Partie remise

 

Retour

 

– Elle va mourir, vous le savez ?

Je restais impassible. Mon vis-à-vis me regarda avant de me répondre.

– Je le sais depuis longtemps… Tout ce qui a été fait depuis le début de sa maladie n’a été qu’un maigre palliatif. La médecine traditionnelle ne peut plus rien pour elle.

J’essayais de prendre un air contrit, mais je n’éprouvais aucune sympathie pour ce type. Il allait bientôt me pleurnicher sur mon épaule et froisser mon « beau costume ».

– Alors, vous vous tournez vers moi. J’ai l’habitude.

Il fixa d’un regard désapprobateur ma tenue négligée et ma barbe naissante. Je savais que je puais. J’aurai dû prendre un bain. Il était clair que je ne ressemblais pas à l’idée du scientifique bien propre sur lui. Je ne me laissai pas démonter.

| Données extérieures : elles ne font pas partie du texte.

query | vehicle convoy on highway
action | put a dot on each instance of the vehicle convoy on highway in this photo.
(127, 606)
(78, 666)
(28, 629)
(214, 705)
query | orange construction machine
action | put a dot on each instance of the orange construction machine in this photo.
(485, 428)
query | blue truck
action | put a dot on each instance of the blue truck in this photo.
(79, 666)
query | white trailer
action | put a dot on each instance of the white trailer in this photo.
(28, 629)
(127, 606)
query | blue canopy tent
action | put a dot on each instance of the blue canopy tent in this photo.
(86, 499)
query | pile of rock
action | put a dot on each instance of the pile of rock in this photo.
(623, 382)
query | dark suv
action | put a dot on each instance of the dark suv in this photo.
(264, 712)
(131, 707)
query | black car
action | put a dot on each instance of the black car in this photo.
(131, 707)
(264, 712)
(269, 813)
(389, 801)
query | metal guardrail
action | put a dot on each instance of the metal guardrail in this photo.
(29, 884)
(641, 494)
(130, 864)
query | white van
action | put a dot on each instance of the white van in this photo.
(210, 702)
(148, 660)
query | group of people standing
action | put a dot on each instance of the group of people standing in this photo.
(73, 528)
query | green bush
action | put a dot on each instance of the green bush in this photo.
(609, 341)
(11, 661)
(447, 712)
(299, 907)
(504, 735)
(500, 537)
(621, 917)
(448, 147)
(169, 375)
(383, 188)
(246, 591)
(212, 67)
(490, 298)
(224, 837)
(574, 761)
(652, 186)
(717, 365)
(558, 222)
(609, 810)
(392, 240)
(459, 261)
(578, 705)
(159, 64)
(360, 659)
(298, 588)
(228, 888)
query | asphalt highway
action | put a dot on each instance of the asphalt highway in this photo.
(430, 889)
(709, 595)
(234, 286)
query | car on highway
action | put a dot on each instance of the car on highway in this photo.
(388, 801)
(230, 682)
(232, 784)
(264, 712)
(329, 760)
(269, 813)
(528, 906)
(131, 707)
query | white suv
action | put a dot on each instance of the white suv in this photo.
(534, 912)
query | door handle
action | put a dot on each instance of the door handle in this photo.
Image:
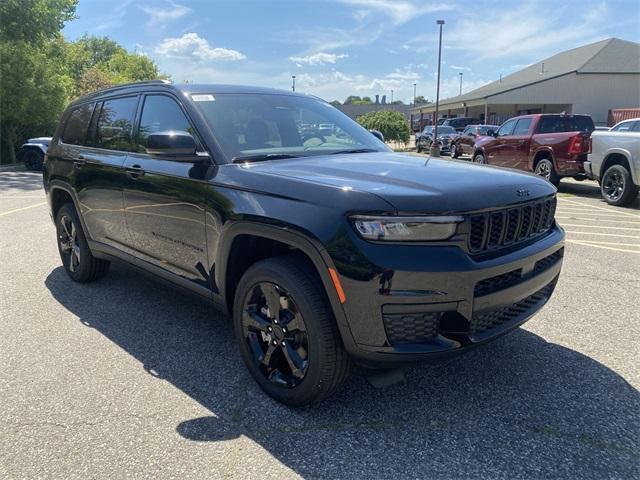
(135, 171)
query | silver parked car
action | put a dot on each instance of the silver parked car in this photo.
(614, 161)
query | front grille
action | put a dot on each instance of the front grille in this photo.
(497, 283)
(411, 327)
(546, 262)
(508, 226)
(485, 321)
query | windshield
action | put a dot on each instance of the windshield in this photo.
(268, 126)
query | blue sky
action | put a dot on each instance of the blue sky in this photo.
(352, 47)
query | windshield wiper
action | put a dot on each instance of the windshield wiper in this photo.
(355, 150)
(261, 157)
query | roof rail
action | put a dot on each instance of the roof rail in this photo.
(124, 85)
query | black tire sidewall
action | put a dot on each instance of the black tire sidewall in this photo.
(311, 387)
(630, 190)
(83, 273)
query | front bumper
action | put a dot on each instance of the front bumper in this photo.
(428, 302)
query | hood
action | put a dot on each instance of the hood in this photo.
(412, 183)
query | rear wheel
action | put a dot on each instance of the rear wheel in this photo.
(617, 186)
(76, 257)
(287, 335)
(33, 159)
(545, 169)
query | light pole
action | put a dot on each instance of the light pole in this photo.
(434, 151)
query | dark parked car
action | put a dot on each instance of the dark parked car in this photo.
(459, 123)
(325, 251)
(425, 138)
(551, 145)
(463, 143)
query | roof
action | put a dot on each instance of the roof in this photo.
(606, 56)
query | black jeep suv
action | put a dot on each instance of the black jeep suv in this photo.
(325, 247)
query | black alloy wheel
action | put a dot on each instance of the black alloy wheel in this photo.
(617, 186)
(286, 331)
(77, 259)
(276, 334)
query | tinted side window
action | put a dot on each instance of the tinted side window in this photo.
(159, 114)
(114, 124)
(75, 130)
(522, 127)
(557, 124)
(506, 128)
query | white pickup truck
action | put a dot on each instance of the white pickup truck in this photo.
(614, 161)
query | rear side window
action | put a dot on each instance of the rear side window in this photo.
(75, 130)
(114, 124)
(159, 114)
(522, 127)
(558, 124)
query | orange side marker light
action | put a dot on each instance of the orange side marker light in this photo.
(336, 284)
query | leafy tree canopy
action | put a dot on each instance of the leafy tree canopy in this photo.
(393, 125)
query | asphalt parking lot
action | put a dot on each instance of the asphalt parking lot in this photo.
(126, 378)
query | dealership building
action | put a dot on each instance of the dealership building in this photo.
(591, 79)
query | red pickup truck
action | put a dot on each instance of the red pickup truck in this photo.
(551, 145)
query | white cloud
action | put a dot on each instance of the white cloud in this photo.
(158, 15)
(320, 58)
(190, 45)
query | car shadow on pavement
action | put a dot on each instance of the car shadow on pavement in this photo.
(520, 407)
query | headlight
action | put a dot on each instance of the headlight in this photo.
(406, 229)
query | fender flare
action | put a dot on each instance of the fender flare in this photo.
(312, 248)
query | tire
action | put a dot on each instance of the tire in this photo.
(454, 151)
(479, 158)
(312, 364)
(544, 168)
(617, 186)
(77, 260)
(33, 159)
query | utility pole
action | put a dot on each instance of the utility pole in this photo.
(434, 151)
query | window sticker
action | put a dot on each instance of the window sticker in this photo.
(203, 98)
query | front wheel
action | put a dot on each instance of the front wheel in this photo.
(287, 335)
(77, 260)
(455, 151)
(544, 168)
(479, 158)
(617, 186)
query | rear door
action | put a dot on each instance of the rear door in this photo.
(517, 145)
(498, 151)
(164, 197)
(98, 170)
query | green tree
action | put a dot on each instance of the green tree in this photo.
(393, 125)
(34, 87)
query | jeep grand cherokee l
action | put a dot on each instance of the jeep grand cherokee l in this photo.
(326, 249)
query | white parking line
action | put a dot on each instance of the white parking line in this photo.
(601, 226)
(602, 234)
(596, 207)
(587, 244)
(23, 208)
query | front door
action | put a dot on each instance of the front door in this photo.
(164, 197)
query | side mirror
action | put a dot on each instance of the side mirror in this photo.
(172, 143)
(377, 134)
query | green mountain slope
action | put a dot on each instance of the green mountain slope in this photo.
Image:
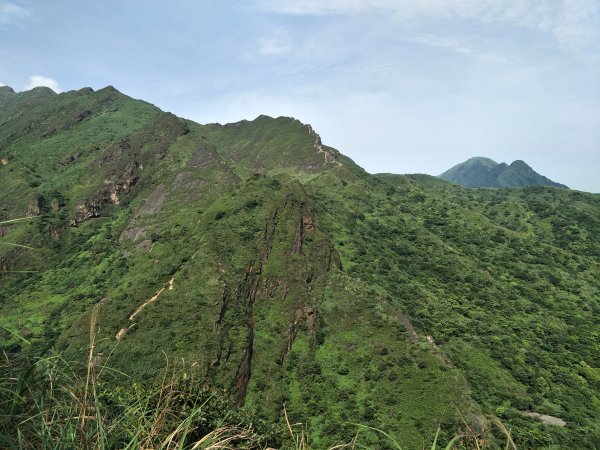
(484, 172)
(283, 273)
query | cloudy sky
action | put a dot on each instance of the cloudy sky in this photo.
(400, 86)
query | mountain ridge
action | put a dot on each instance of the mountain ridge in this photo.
(284, 273)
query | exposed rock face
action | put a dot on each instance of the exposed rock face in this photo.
(121, 181)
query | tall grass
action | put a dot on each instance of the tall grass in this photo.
(48, 403)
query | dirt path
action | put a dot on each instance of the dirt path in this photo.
(139, 309)
(550, 420)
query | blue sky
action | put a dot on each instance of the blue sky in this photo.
(400, 86)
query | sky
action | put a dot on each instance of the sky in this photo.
(402, 86)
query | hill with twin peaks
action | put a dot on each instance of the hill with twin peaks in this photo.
(282, 273)
(484, 172)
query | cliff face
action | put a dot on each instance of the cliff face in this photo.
(282, 273)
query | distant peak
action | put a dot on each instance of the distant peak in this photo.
(519, 163)
(108, 89)
(484, 172)
(6, 90)
(481, 159)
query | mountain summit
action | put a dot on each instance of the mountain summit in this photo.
(275, 272)
(484, 172)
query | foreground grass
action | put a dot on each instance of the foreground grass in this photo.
(47, 403)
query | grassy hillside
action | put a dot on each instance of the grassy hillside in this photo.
(282, 273)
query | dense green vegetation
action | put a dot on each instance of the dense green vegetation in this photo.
(284, 274)
(484, 172)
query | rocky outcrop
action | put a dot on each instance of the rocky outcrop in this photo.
(120, 182)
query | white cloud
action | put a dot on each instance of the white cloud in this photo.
(442, 42)
(575, 24)
(273, 46)
(38, 80)
(11, 12)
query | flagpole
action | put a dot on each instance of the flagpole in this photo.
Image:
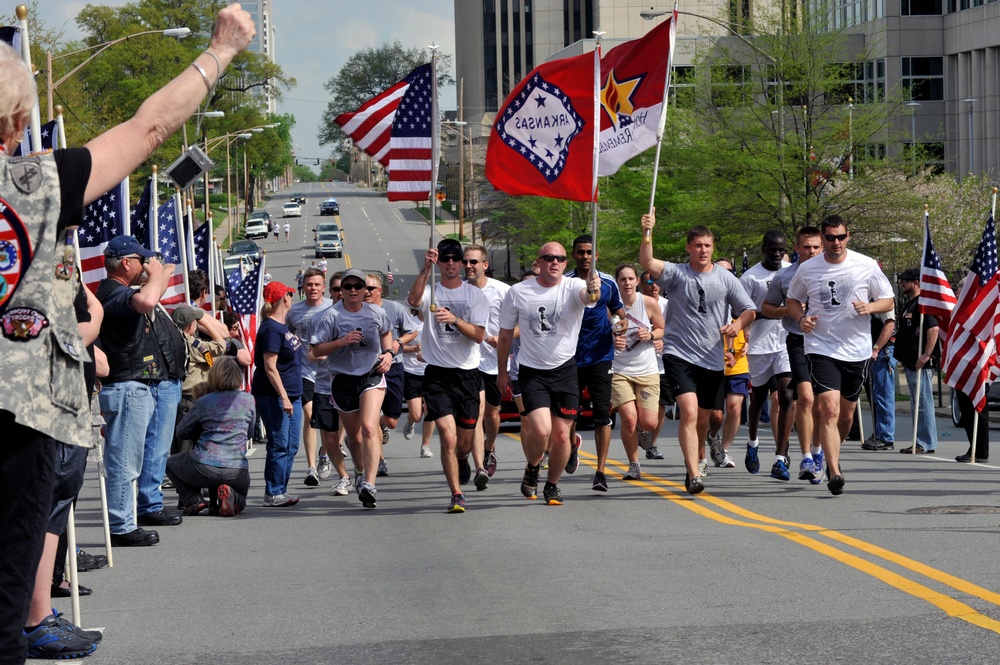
(663, 120)
(594, 295)
(435, 147)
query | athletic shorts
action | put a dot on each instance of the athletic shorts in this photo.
(597, 380)
(347, 389)
(767, 366)
(413, 386)
(325, 416)
(493, 396)
(452, 392)
(738, 384)
(553, 389)
(685, 377)
(392, 405)
(308, 388)
(829, 374)
(643, 390)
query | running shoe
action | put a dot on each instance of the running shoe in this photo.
(715, 449)
(552, 495)
(367, 494)
(343, 487)
(464, 470)
(227, 501)
(751, 461)
(312, 478)
(325, 467)
(482, 480)
(529, 484)
(818, 467)
(807, 469)
(574, 455)
(50, 639)
(457, 504)
(779, 470)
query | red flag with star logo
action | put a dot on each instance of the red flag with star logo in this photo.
(543, 142)
(634, 80)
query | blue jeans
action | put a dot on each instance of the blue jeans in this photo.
(283, 432)
(883, 372)
(127, 408)
(926, 424)
(159, 436)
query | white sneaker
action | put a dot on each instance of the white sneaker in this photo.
(343, 487)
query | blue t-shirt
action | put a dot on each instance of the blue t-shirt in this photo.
(274, 337)
(597, 342)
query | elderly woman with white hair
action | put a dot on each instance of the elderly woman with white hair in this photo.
(44, 396)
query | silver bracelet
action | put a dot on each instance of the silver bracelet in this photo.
(204, 76)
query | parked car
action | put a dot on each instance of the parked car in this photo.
(248, 247)
(329, 207)
(329, 243)
(257, 228)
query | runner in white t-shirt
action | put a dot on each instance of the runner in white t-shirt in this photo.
(548, 311)
(831, 297)
(449, 343)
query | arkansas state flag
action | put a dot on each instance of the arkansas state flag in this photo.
(634, 78)
(543, 142)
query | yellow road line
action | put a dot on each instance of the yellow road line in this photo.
(671, 491)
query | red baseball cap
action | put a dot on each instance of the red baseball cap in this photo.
(275, 291)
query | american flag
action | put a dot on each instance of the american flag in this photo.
(970, 354)
(243, 290)
(395, 128)
(102, 220)
(936, 297)
(169, 237)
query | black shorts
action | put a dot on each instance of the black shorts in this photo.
(553, 389)
(325, 416)
(493, 396)
(347, 389)
(308, 388)
(829, 374)
(684, 377)
(597, 380)
(392, 405)
(453, 392)
(413, 386)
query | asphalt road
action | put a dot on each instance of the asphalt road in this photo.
(898, 569)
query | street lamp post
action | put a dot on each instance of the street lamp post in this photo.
(51, 87)
(913, 132)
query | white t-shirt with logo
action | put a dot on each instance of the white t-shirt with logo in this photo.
(550, 319)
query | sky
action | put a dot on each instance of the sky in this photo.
(315, 38)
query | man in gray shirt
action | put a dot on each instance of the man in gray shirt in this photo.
(701, 295)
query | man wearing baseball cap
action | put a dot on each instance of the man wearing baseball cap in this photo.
(139, 398)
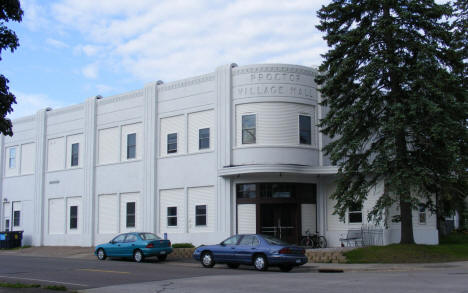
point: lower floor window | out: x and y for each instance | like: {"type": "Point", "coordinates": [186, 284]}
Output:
{"type": "Point", "coordinates": [172, 216]}
{"type": "Point", "coordinates": [16, 218]}
{"type": "Point", "coordinates": [200, 215]}
{"type": "Point", "coordinates": [130, 214]}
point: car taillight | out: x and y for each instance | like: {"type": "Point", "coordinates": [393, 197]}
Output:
{"type": "Point", "coordinates": [285, 250]}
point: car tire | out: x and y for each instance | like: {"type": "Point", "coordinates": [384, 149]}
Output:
{"type": "Point", "coordinates": [260, 262]}
{"type": "Point", "coordinates": [138, 256]}
{"type": "Point", "coordinates": [285, 268]}
{"type": "Point", "coordinates": [101, 254]}
{"type": "Point", "coordinates": [207, 259]}
{"type": "Point", "coordinates": [162, 257]}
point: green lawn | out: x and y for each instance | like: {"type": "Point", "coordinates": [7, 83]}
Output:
{"type": "Point", "coordinates": [453, 247]}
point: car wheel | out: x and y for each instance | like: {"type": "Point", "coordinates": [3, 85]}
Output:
{"type": "Point", "coordinates": [260, 263]}
{"type": "Point", "coordinates": [138, 256]}
{"type": "Point", "coordinates": [101, 254]}
{"type": "Point", "coordinates": [207, 259]}
{"type": "Point", "coordinates": [285, 268]}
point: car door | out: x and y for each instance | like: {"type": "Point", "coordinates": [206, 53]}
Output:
{"type": "Point", "coordinates": [247, 247]}
{"type": "Point", "coordinates": [115, 246]}
{"type": "Point", "coordinates": [225, 252]}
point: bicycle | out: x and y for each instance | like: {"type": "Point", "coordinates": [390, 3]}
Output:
{"type": "Point", "coordinates": [313, 240]}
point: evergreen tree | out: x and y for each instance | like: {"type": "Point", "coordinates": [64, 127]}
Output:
{"type": "Point", "coordinates": [398, 105]}
{"type": "Point", "coordinates": [9, 10]}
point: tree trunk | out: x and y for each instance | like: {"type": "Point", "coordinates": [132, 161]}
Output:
{"type": "Point", "coordinates": [406, 221]}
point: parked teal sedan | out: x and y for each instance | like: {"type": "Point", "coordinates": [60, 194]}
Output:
{"type": "Point", "coordinates": [135, 245]}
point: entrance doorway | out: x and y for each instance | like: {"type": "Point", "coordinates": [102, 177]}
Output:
{"type": "Point", "coordinates": [280, 221]}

– Le contrat que nous traitons ici n’est pas … légal. Vous en êtes conscient ? Il n’y aura ni papier ni recours. Si quelque chose tourne mal, je ne vous connais pas.

Il hocha la tête de bas en haut.

– Certains rigolos ont cru que ce genre d’arrangement les dispenserait de payer. Ils ont commis une grave erreur.

Je le foudroyai du regard pour qu’il comprenne bien que j’étais sérieux, mortellement sérieux.

– Ceci dit, je pense qu’il faut que je vous explique ce que je peux faire dans votre cas … Naturellement, ceci est une conversation amicale, elle n’est faite que de suppositions …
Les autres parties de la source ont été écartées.